One of about a thousand pictures I have with a tiny spec of whale on the surface…time to break out the telephoto lens

We had an opportunity to hear about the local programs that are working to protect the whales – ECOBAC and RABEN.  ECOBAC is a Mexican non-profit organization working on research, protection and conservation of the whales, while RABEN is the team trained to rescue whales from entanglement in fishing gear.  We now know that should we ever find ourselves close enough or have the correct telephoto lens on the camera (good luck) that we can send photos of the underside of their tail to assist with identification and tracking of these massive creatures.  We were also encouraged to see that there are laws that dictate how far your vessel must be from the whales and that there are precautions around the bay warning any newcomers to observe without disturbing them.  Right in the anchorage we have active fishing nets being put in place as they have been for years prior to cruisers’ arrival here.  Banderas Bay hosts an intersection of whales and other large pelagic creatures, lush fishing grounds, cruisers, and tourists – we all have to strike a balance in preserving this beautiful bay for the future generations.  Out of the ashes of global warming and overfishing, we MUST fight to strike a balance that benefits man and beast.

Taken with an iPhone less than 100 yards from our boat. This is a mother Humpback actually nursing her calf. The calf is the second black bump in the picture. Female Humpbacks actually have nipples under their fins for the calf to suck on while they lay still in the water(logging), resting with just half their brain turned on.

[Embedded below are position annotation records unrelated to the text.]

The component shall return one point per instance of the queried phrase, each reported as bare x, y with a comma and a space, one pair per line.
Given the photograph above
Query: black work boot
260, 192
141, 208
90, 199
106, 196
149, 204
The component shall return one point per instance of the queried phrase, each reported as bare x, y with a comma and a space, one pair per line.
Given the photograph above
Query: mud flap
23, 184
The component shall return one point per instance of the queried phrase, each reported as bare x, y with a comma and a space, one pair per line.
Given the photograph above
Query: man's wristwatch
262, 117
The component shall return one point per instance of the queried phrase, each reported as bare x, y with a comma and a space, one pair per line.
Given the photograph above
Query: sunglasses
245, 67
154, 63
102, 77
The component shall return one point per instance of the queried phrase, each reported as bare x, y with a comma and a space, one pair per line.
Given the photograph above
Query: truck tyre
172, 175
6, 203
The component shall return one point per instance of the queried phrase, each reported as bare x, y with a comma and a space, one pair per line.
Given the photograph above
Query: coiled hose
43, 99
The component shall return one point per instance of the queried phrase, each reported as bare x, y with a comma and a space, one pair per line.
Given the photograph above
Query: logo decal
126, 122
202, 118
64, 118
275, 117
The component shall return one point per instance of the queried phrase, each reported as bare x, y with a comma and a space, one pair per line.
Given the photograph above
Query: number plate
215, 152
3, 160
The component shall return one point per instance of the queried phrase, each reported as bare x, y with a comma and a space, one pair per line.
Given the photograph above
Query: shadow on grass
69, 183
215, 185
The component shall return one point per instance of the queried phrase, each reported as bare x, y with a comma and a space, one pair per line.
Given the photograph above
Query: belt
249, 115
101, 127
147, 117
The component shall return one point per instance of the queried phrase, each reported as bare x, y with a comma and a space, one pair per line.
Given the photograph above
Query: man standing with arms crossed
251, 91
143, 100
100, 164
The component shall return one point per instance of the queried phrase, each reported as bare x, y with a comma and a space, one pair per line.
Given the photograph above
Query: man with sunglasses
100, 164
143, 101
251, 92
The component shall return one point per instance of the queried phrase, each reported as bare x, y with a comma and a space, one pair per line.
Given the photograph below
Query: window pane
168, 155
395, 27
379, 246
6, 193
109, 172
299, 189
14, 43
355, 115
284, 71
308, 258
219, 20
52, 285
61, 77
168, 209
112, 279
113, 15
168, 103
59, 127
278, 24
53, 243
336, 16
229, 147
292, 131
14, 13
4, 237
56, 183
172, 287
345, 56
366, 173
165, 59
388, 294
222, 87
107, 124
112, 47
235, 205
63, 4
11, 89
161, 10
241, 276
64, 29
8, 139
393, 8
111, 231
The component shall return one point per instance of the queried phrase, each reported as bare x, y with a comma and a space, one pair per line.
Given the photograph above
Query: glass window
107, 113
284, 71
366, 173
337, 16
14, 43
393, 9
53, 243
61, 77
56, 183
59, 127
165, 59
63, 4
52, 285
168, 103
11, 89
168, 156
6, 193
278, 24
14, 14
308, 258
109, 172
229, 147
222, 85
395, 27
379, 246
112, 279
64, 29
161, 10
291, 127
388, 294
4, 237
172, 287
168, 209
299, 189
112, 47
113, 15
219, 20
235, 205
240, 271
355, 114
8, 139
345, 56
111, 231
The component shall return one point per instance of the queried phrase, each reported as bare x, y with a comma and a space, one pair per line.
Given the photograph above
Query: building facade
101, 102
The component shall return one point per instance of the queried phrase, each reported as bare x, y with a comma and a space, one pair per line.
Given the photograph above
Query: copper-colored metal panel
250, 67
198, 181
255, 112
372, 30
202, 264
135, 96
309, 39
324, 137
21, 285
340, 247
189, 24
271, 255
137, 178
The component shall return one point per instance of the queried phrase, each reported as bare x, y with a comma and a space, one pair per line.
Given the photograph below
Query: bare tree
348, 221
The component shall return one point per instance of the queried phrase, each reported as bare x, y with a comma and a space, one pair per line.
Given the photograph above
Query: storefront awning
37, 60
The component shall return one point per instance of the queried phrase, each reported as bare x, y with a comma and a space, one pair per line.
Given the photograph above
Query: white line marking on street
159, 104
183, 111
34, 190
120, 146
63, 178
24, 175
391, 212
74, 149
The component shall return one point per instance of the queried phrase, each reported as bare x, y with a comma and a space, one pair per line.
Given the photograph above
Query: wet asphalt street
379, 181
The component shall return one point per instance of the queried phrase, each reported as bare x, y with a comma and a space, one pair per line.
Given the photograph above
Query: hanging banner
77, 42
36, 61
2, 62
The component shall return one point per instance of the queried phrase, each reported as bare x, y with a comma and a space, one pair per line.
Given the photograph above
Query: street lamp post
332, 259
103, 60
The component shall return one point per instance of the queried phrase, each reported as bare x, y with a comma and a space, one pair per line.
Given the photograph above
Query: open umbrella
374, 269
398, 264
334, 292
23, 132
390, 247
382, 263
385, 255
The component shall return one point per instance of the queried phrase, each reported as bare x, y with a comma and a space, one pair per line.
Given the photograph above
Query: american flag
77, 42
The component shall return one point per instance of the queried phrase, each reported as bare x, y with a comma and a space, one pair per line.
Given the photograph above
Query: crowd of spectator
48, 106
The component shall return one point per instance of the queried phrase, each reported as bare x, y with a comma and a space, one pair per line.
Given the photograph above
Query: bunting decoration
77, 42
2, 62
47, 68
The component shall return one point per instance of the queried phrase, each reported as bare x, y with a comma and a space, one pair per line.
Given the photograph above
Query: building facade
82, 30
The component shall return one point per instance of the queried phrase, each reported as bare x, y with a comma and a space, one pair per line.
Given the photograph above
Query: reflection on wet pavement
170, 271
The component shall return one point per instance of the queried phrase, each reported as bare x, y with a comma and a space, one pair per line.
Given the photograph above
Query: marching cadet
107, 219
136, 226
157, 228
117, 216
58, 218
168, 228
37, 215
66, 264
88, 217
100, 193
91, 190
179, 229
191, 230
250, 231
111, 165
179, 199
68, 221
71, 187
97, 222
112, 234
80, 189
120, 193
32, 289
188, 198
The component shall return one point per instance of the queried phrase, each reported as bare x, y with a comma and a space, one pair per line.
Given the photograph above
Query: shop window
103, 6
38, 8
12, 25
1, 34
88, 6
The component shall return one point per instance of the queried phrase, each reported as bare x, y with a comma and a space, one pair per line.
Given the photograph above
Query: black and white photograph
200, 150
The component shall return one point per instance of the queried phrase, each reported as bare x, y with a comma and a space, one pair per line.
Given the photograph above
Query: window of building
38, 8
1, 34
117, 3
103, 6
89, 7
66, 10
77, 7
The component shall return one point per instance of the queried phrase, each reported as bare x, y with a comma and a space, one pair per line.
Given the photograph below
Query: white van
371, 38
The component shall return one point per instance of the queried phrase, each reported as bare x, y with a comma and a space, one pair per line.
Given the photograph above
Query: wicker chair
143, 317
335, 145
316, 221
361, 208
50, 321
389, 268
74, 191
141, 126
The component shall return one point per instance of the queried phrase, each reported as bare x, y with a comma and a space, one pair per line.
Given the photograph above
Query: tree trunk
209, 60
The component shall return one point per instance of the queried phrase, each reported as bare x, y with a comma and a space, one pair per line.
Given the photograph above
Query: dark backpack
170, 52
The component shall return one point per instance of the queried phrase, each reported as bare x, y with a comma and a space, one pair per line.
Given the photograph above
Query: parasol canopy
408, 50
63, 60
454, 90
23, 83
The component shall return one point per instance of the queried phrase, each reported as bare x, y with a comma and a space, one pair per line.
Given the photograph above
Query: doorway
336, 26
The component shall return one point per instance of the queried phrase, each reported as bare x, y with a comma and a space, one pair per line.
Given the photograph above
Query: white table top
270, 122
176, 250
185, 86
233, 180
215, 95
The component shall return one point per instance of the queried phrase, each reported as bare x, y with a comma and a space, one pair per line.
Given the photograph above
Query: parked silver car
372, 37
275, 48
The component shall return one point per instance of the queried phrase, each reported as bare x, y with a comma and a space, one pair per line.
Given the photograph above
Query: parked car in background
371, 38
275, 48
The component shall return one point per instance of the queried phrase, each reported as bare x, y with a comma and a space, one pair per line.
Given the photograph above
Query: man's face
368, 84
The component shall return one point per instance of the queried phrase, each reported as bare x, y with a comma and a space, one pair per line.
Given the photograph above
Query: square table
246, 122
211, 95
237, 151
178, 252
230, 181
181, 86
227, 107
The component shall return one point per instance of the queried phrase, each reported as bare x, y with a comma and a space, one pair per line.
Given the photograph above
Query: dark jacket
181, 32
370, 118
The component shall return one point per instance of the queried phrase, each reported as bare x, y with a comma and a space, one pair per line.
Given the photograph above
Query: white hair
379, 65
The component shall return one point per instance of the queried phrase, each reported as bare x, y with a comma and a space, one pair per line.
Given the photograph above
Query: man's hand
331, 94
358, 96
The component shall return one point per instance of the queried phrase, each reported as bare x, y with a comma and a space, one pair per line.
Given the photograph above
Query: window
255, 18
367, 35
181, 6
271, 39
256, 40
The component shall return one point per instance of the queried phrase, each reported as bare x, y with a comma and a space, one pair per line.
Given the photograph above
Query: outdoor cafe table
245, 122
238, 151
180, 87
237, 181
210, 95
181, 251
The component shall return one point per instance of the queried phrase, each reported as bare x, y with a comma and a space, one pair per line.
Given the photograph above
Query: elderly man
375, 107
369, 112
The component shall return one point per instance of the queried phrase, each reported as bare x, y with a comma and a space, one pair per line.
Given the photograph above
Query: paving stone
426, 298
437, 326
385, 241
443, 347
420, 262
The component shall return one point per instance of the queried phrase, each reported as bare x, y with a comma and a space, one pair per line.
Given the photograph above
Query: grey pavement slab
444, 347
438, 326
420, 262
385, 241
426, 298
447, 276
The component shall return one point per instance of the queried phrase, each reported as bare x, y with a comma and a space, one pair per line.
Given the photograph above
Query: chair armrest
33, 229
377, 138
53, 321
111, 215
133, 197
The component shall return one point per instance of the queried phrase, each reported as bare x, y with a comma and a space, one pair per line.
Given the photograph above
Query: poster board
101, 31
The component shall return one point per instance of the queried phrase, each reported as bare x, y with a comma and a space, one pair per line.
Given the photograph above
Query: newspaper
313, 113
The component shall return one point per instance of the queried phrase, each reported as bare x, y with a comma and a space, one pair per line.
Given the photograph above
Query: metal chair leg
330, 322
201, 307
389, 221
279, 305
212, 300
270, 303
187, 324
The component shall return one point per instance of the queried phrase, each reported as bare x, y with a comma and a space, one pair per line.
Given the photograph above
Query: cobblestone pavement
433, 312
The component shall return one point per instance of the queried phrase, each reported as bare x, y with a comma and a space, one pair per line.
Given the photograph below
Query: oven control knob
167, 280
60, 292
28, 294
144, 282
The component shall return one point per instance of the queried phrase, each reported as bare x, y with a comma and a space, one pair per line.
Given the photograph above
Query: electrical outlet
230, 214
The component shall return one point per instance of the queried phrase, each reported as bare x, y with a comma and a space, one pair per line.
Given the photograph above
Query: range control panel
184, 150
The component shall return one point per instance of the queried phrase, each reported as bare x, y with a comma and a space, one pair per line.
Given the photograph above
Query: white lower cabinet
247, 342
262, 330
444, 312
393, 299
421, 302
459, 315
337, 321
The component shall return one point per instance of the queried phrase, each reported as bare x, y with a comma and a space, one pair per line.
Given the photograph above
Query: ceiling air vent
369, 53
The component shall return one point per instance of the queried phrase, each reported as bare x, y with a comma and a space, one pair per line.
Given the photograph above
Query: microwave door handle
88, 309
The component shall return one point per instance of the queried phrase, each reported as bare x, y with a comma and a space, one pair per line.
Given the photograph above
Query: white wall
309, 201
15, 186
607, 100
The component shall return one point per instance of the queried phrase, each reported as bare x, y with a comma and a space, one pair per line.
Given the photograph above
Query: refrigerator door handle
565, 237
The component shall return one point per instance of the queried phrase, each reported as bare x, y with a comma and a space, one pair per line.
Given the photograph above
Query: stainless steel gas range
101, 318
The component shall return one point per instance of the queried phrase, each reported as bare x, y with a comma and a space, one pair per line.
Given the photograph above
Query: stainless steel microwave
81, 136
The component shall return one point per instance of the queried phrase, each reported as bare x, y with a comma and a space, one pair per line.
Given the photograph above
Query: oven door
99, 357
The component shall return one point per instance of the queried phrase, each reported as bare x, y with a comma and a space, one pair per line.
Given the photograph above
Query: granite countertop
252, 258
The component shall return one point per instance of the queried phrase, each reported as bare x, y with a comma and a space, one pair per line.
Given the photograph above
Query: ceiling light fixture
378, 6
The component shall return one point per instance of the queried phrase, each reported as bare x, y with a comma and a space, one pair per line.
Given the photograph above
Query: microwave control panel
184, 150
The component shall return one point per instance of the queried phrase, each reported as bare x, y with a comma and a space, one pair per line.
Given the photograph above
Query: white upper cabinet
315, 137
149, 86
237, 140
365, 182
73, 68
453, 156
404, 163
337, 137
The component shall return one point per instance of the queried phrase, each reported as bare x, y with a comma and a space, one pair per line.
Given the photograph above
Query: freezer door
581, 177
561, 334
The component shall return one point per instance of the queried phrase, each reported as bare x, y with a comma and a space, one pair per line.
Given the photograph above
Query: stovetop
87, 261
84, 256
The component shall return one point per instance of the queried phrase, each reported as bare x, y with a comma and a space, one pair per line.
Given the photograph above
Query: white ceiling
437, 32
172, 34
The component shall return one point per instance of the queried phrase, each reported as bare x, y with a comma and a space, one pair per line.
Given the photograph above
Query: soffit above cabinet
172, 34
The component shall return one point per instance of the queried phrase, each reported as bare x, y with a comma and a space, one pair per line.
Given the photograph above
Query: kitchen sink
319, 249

Last but not least are the boobie sightings.  Not sure what others are seeing in nearby touristy of Puerto Vallarta, but I’m talking about the birds…. of course.  Who ever knew birds could be so exciting?  Certainly not me.  One of the first things you witness upon arriving at the anchorage are birds that literally dive bomb in a direct vertical plunge into the ocean with a nimbleness that puts most Olympic divers to shame.  Unless I’m on the lookout for whales, I am usually alerted to their presence by the “SMACK” sound in the water nearby.  I look up to see a splash and eventually a little brown and white head emerges, shakes off the water, and flies away, tucking in its blue feet as it goes.  I didn’t believe we would see the famed blue-footed boobies until visiting Isla Isabel (AKA the Mexican Galapagos), but those feet were indeed a bright turquoise blue – no doubt!  I confirmed that they come from the nearby Marietas Islands we navigated around just before entering the bay on new years eve.  I’ve also grown to love watching the pelicans with their awkward appearance and much less graceful PLUNGE into the water.  Who knew?!

The girls are becoming little marine biologists in the making – I think it must be inevitable for cruising kids.  They are persistent about accurately identifying the fish they find – presently debating whether it is a box fish, porcupine fish or puffer fish who frequently visits our boat in the marina. My kids are not shy so to hear them ask questions during the presentations and share stories in an effort to learn more about the world around them inspires me and gives me hope for the future.  We’ve all made efforts to live a little “greener” while out here and admittedly still have some work to be done.   When you see these amazing animals in their natural habitats, you understand how important it is to preserve that habitat for the future.